Die GEMA-Vermutung beruht auf der Tatsache, dass die GEMA als Verwertungsgesellschaft durch Wahrnehmungs- und Lizenzverträge mit Künstlern und Musikverlagen im In- und Ausland praktisch eine Monopol-Stellung innehat, auf Grund derer sie nahezu das gesamte Weltrepertoire vertritt. Die Vermutung führt zu einer Umkehr der Beweislast. Das heißt der Veranstalter muss beweisen, dass er Musik gespielt hat, die nicht dem GEMA-Repertoire unterfällt. Bis dahin wird vermutet, dass es sich um GEMA-relevante Musik handelt. Diese Vermutung gilt allerdings nur für Tanz- und Unterhaltungsmusik. Für Musikarten die in eine andere Kategorie als die U-Musik (Unterhaltungsmusik) fallen, wie etwa klassische Musik oder Militärmusik gilt die Vermutung nicht.

E-, F- und U-Musik

Durch die Bezeichnungen E-, F- und U-Musik sollen unterschiedliche Musikarten kategorisiert werden.
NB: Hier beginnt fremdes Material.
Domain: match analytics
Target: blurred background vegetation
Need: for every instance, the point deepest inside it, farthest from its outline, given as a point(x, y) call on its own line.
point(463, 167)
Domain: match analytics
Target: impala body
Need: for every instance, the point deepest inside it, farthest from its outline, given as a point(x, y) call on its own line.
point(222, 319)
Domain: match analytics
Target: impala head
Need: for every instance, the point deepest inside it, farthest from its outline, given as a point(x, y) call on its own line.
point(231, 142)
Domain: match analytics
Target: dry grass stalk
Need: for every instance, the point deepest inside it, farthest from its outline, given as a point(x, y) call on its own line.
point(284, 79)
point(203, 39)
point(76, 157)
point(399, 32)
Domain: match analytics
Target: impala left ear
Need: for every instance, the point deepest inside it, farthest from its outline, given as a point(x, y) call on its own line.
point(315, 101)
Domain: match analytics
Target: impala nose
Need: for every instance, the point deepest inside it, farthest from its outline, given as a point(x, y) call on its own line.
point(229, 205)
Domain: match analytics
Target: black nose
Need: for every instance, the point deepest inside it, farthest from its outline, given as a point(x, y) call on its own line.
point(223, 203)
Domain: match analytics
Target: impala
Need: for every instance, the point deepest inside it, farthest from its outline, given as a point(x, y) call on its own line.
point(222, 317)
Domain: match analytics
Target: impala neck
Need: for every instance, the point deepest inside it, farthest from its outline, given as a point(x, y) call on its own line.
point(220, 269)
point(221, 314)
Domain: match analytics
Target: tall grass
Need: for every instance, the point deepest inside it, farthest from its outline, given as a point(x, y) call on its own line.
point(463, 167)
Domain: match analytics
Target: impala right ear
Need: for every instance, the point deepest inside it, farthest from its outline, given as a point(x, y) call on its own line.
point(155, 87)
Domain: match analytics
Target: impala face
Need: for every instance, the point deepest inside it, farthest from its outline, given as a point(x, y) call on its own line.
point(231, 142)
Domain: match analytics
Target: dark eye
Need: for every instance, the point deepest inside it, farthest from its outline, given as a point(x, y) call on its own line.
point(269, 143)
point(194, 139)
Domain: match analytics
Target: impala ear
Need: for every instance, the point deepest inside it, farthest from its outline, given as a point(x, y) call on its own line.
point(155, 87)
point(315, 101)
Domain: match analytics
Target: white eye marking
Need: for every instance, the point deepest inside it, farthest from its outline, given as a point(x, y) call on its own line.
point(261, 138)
E-Musik steht dabei für ernste Musik, F-Musik für funktionale Musik und U-Musik für unterhaltende Musik. Ursprünglich war die Aufteilung dazu gedacht, bestimmte Bereiche (damals die ernste Musik) bei der Verteilung der Tantiemen zu bevorzugen. Heute dreht sich das GEMA Geschäft hauptsächlich um die U-Musik. Zur Unterhaltungsmusik gehört Popmusik, Rockmusik, Jazz, Volksmusik, Schlager und volkstümlicher Schlager.